Is a linked list the best way to generate the data? It’s generated out of order so I can’t just stream the output.

But once I do have the final linked list of chunks (or some other data structure) how do I quickly emit that? I think my library will write to some stream like stdout or a file descriptor.

Also if I have all this heap allocated memory and most of it will be used till the very end, I assume I want to use an arena allocator for the whole operation right? I’m don’t know how much total space I’ll need up though. Do arena allocators support this?

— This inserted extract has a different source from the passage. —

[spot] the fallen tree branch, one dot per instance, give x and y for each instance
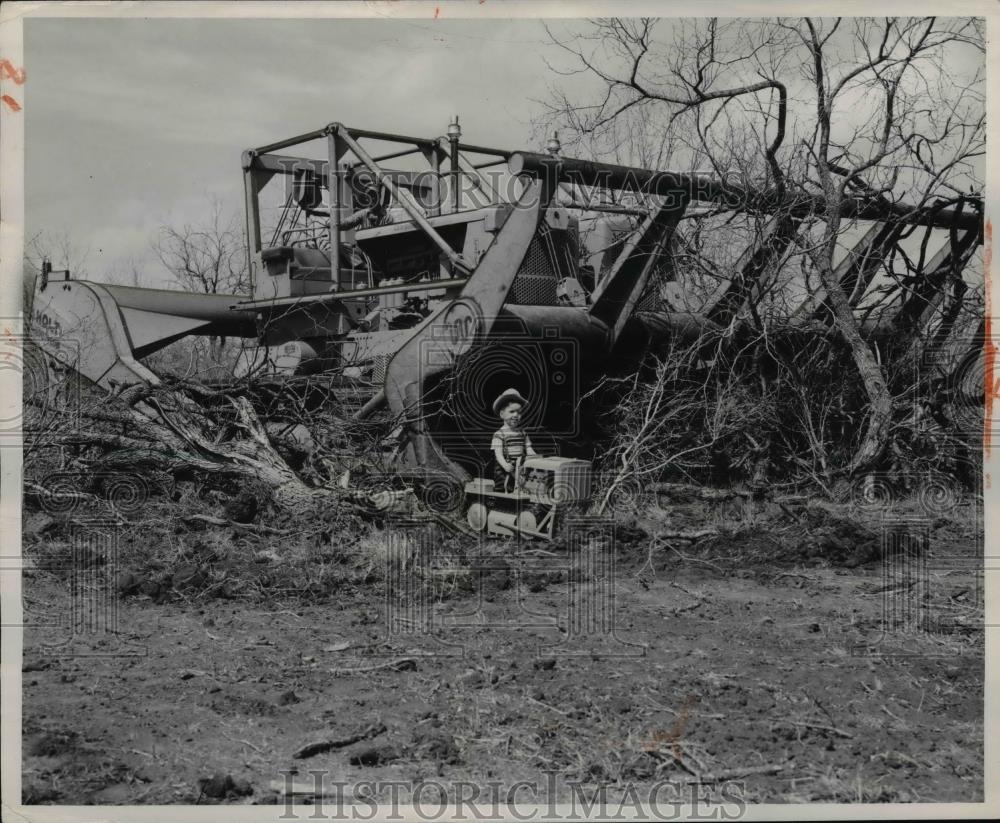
(232, 524)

creationix · May 27, 2023, 7:23pm

Also I just realized that Zig doesn’t have FAM (flexible array members). Isn’t it a lot of overhead to alloc twice (for the linked-list node and again for the payload)? In C I would do something like:

struct node {
  struct node* next;
  usize_t len;
  uint8_t data[];
};

Is this possible in zig where I heap allocate various nodes with different runtime lengths?

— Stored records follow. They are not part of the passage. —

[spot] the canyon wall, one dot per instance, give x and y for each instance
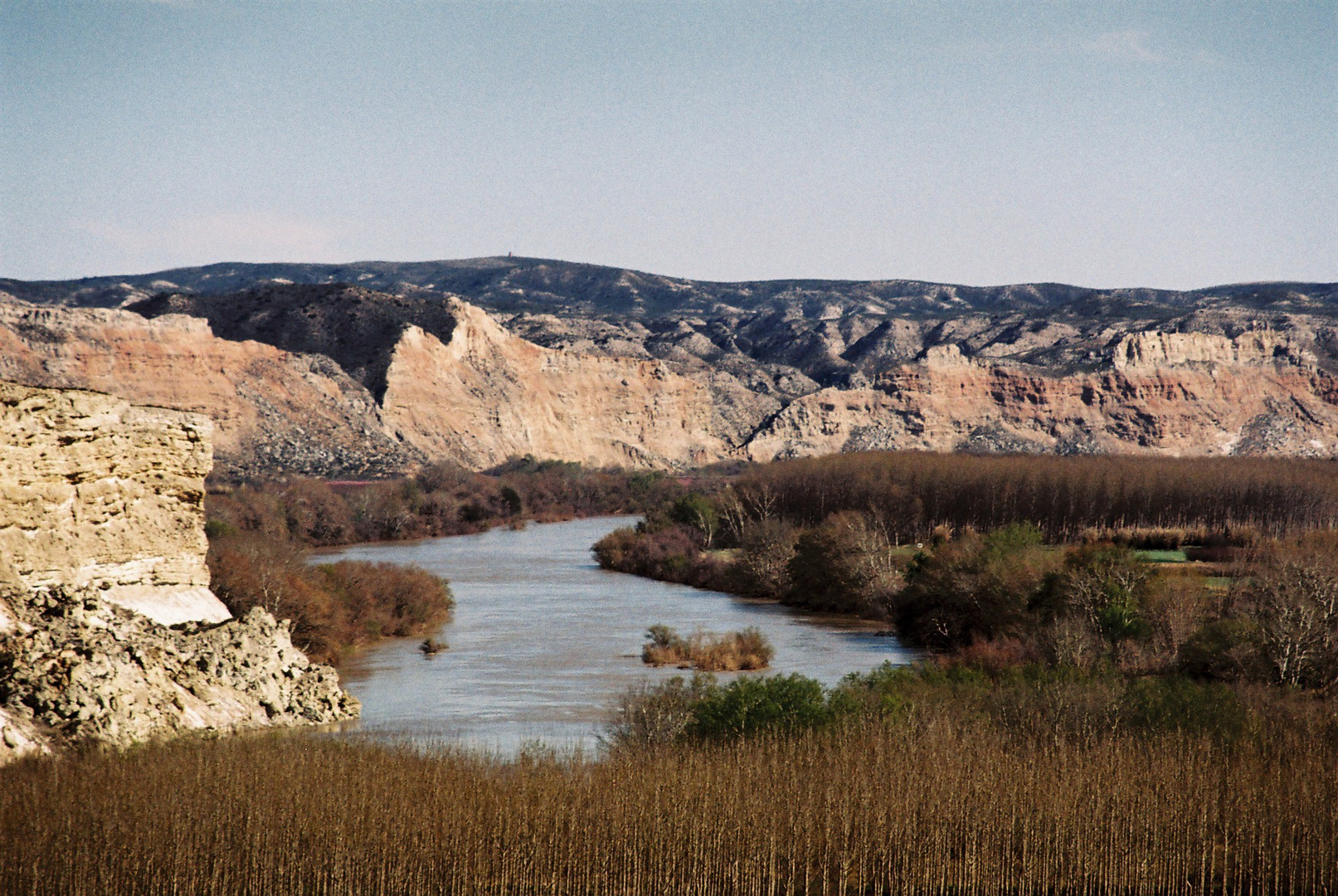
(421, 377)
(100, 494)
(1172, 393)
(272, 410)
(486, 396)
(107, 625)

AndrewCodeDev · June 7, 2023, 10:04pm

Have you looked at the implementation of the arena allocator in the standard library?

github.com

ziglang/zig/blob/master/lib/std/heap/arena_allocator.zig

const std = @import("../std.zig");
const assert = std.debug.assert;
const mem = std.mem;
const Allocator = std.mem.Allocator;

/// This allocator takes an existing allocator, wraps it, and provides an interface
/// where you can allocate without freeing, and then free it all together.
pub const ArenaAllocator = struct {
    child_allocator: Allocator,
    state: State,

    /// Inner state of ArenaAllocator. Can be stored rather than the entire ArenaAllocator
    /// as a memory-saving optimization.
    pub const State = struct {
        buffer_list: std.SinglyLinkedList(usize) = .{},
        end_index: usize = 0,

        pub fn promote(self: State, child_allocator: Allocator) ArenaAllocator {
            return .{
                .child_allocator = child_allocator,

This file has been truncated. show original

From the code:

    fn resize(ctx: *anyopaque, buf: []u8, log2_buf_align: u8, new_len: usize, ret_addr: usize) bool {
        const self = @ptrCast(*ArenaAllocator, @alignCast(@alignOf(ArenaAllocator), ctx));
        _ = log2_buf_align;
        _ = ret_addr;

        const cur_node = self.state.buffer_list.first orelse return false;
        const cur_buf = @ptrCast([*]u8, cur_node)[@sizeOf(BufNode)..cur_node.data];
        if (@ptrToInt(cur_buf.ptr) + self.state.end_index != @ptrToInt(buf.ptr) + buf.len) {
            // It's not the most recent allocation, so it cannot be expanded,
            // but it's fine if they want to make it smaller.
            return new_len <= buf.len;
        }

          if (buf.len >= new_len) {
              self.state.end_index -= buf.len - new_len;
              return true;
          } else if (cur_buf.len - self.state.end_index >= new_len - buf.len) {
              self.state.end_index += new_len - buf.len;
              return true;
          } else {
              return false;
        }

        const bigger_buf_size = @sizeOf(BufNode) + new_end_index;
        const log2_align = comptime std.math.log2_int(usize, @alignOf(BufNode));
        if (self.child_allocator.rawResize(cur_alloc_buf, log2_align, bigger_buf_size, @returnAddress())) {
            cur_node.data = bigger_buf_size;
        } else {
            // Allocate a new node if that's not possible
            cur_node = self.createNode(cur_buf.len, n + ptr_align) orelse return null;
        }

So it looks like it does support what your asking for (unless I have seriously misunderstood your needs… totally possible).